Penalti Bruno bawa United ke semifinal (Foto: Twitter Man United)

Manchester United sukses melaju ke semifinal Liga Europa musim 2019/2020 setelah mengalahkan FC Copenhagen dengan skor 1-0 pada Selasa (11/2) dini hari waktu Indonesia. Kesebelasan asuhan Ole Gunnar Solskjaer ini menang berkat gol Bruno Fernandes dari titik penalti. Mereka kini tinggal menunggu pemenang antara Wolverhampton Wanderers melawan Sevilla pada Rabu dini hari nanti.

Berbeda dengan laga sebelumnya melawan LASK, pada laga ini Ole kembali memainkan pemain intinya. Perubahan hanya di sektor penjaga gawang, bek tengah, bek kiri, dan gelandang bertahan. Tempat David de Gea, Victor Lindelof, Luke Shaw, dan Nemanja Matic diganti oleh Sergio Romero, Eric Bailly, Brandon Williams, dan Fred.

Sorotan laga ini mengarah kepada penjaga gawang lawan, Karl-Johan Johnsson. Pria Swedia berusia 30 tahun ini menjadi bintang lapangan dengan 13 penyelamatan selama 120 menit. Satu-satuya tendangan yang tidak bisa ia tahan adalah penaltinya Bruno yang sebenarnya arah bolanya sudah bisa ia tebak.

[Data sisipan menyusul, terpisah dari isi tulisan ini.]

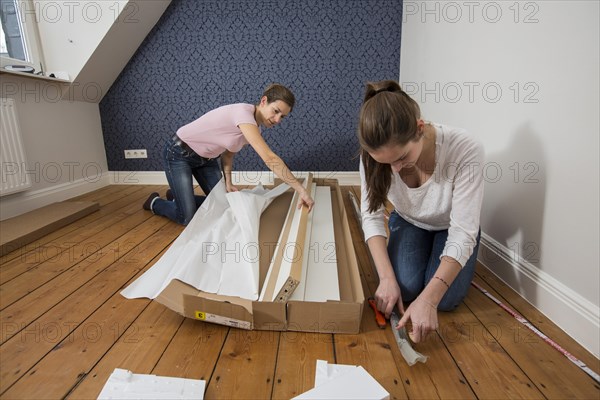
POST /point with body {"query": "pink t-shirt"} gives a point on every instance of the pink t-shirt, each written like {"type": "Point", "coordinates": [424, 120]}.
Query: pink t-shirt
{"type": "Point", "coordinates": [218, 130]}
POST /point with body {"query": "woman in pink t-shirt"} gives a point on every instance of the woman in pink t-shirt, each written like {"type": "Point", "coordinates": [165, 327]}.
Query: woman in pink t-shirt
{"type": "Point", "coordinates": [194, 150]}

Peran Karl memang tidak bisa dianggap remeh. Katanya, inilah biang keladi United tidak bisa cetak banyak gol semalam. Ungkapan ini memang benar. Karl membuat United tidak mengalami keberuntungan. Begitu juga dengan tiang gawang yang menyelamatkan mereka tiga kali. Namun jika ditelisik lebih dalam lagi, kemenangan tipis United juga ada andil dari United-nya sendiri yang kesulitan dalam membongkar pertahanan Copenhagen.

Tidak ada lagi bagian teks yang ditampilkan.